This post is a sequel to this post on maximizing ABs.
In recent posts, I used the results of our 2013 Razzball Commenter Leagues (based on 64 12-team mixed leagues with daily roster changes and unlimited pickups) to show:
- The end of season value of a team’s pitchers explains about 59% of a team’s final season Pitching Standings Points
- The PROJECTED value of a team’s pitchers before the draft explains on average only 3% of a team’s final season Pitching Standings Points (with a range in 2013 from -6% to 15%)
- Thus, even with the best performing rankings, 44% of a team’s pitching success is driven by deviations from what was projected and what actually happened (drafter prescience may be part of this but it is likely driven by good/bad luck in pitcher performance and health)
So this leaves 41% of Pitching Standings Points that could be attributed to a manager’s in-season moves.
What percentage of a team’s pitching standings points can be attributed to their maximization of IP?

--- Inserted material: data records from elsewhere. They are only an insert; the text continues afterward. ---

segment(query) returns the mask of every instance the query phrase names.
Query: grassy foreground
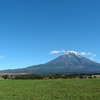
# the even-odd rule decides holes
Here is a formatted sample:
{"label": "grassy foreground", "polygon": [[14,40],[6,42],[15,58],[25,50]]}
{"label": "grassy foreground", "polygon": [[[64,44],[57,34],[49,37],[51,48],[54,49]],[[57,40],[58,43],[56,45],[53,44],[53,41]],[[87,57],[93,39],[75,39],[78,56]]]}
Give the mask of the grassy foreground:
{"label": "grassy foreground", "polygon": [[0,80],[0,100],[100,100],[100,79]]}

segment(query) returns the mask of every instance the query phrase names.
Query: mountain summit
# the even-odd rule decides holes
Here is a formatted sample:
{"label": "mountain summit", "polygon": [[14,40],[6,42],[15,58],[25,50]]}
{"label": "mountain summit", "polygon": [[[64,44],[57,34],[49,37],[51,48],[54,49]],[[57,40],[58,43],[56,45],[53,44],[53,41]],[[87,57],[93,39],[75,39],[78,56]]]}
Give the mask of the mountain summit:
{"label": "mountain summit", "polygon": [[22,69],[4,70],[5,73],[29,73],[39,75],[68,73],[100,73],[100,64],[91,61],[77,52],[68,51],[45,64]]}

Below is a scatter graph that illustrates how end of season drafted pitcher value explains ~60% (R^2 of 34.2%) of RCL team pitcher standings points. Note that all ‘actual’ standings points in this analysis are based on how the team compared against all 768 RCL teams (scaled to 12 roto points per category) versus their specific league.
This analysis assumes a 12-team mixed league with a 180 GS cap, no IP cap, and unlimited daily roster moves.
Based on the resulting formula from this analysis (8.55+.285*Pitching Draft Value), I can convert the above graph into one showing ‘projected’ pitching standings points vs. actual based solely on the value of their drafted pitchers.
The red dot is my team. The yellow dot is Grey’s team. Based on my model (the trend line), everyone above the line ‘overperformed’ the average team effectiveness of in-season moves and everyone below it ‘underperformed’. As you can see, there are quite a number of dots far above/below the trend line.
I then ran a regression test with the end of season value of drafted pitchers and total team IP. With just these two data points, the correlation between actual and projected standings points jumps from 59% to 82.4% (R^2 increase from .342 to .679). In other words, a team’s innings pitched total is a very good predictor of team success above and beyond how well a team drafted. (The formula is -62.767+.05883*Total IP+.20188*Team Drafted Pitcher Value)
While an equal number of teams fall above/below this new trendline, the dots appear more tightly packed as the model is smarter. Grey remains above the trendline but not by as much. My dot now dips under the trendline. Both of us were much higher than average for RCL (Rudy=62nd, Grey 156th) though nowhere near as high as we were in ABs (where we were both in the top 20).
Based on this regression analysis, I would now explain a team’s pitching standings points in a 12-team mixed format like RCL as follows:
- ~60% based on how your draft goes (with only an average of 3% estimated by pre-season rankings)
- ~22% based on how you maximize IP
- ~18% based on the quality of one’s in-season moves (and possibly other factors)
Before I move on, just a note. These results do not mean that the quality of those ‘maximized IP’ is irrelevant. It means that the quantity of a team’s IP based on average decision-making in an average RCL explains 22% of a team’s success.
Quantifying ‘Pitching Grind Points’
Here is a look at the RCL Expert league ‘projected’ vs ‘actual’ pitching standings points based on just drafted pitching value and the combination of drafted pitcher value + team IP.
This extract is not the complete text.